Reading Evolutionary Biology Group

Current Research


Speciation

Biotechnology and Biological Sciences Research Council
We are interested in the question of whether speciation accelerates evolution at the molecular level, causing punctuational bursts of evolution. We are interested in the mechanisms by which this may occur, including sampling effects or bottlenecks, rapid adaptive evolution, and discrete genetic mechanisms that may promote rapid speciation of small groups. These include hybridization, polyploidy, chromosomal rearrangements or karyotypic change, and behavioural mechanisms such as pollinator or host switching.

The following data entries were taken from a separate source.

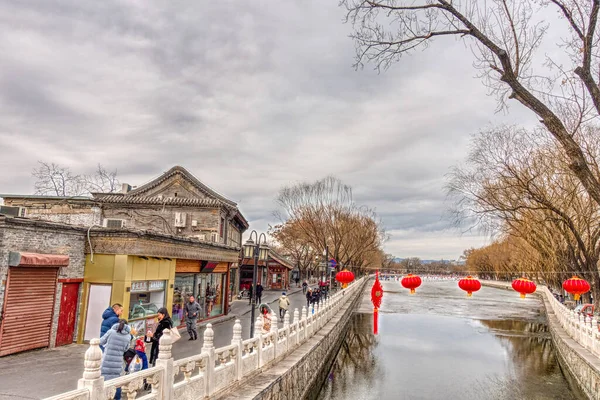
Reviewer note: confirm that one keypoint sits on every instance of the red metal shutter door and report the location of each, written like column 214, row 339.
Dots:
column 68, row 311
column 28, row 309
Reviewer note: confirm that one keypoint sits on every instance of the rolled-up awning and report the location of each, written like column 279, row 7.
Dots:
column 16, row 259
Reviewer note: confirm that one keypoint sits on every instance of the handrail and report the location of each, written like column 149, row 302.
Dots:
column 218, row 368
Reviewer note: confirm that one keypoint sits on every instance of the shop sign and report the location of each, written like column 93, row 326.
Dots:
column 156, row 285
column 139, row 286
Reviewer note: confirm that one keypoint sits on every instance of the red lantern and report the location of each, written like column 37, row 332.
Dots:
column 469, row 285
column 523, row 286
column 576, row 286
column 411, row 282
column 344, row 277
column 376, row 295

Linguistics and Cultural Evolution

Leverhulme Trust and the European Research Council
We are working on methods for inferring phylogenetic trees of languages and using those trees to measure rates of word evolution over time. In collaboration with Russell Gray at the University of Auckland, we are applying these methods to Indo-European, Bantu, Austronesian, Mayan and Uto-Aztecan languages.
We are particularly interested in why some words evolve at higher rates than others, and have developed the idea of the linguistic half-life. We have identified some meanings whose words evolve slowly enough to have time-depths of at least 20,000 years, making them candidates for deep reconstruction of languages including perhaps proto-IndoEuropean or earlier such as Nostratic.
Our studies of cultural evolution investigate the idea that human cultures behave as if they were distinct biological species.

Phylogenetic Inference

Natural Environment Research Council
We are investigating models of sequence evolution suitable for data that can vary their tempo or rate and mode of evolution from site to site or throughout the phylogenetic tree. We have devised mixture models and covarion based models for gene-sequence, morphological or other data. The techniques are implemented as Markov Chain Monte Carlo methods (including reversible-jump) that find Bayesian posterior distributions of model parameters. They can detect rate variation, heterotachy, so-called invariant sites, and identify the model of sequence evolution that best describes a given site's evolution.

Comparative Methods

Biotechnology and Biological Sciences Research Council
We are working on methods for the analysis discrete data and methods for analysing continuously varying data. The methods can be sued to reconstruct ancestral states, measure rates of evolution, and test for correlated evolution among pairs of traits, or in the case of continuously varying traits it is possible to conduct multiple regressions. The techniques are implemented as Markov Chain Monte Carlo methods (including reversible-jump) that find Bayesian posterior distributions of model parameters. They take into account phylogenetic uncertainty, accommodate unknow states or missing data and give estimates of model uncertainty.
Recently we have devised a Bayesian posterior predictive method that allows investigators to derive predicted values of traits for taxa with unknown values.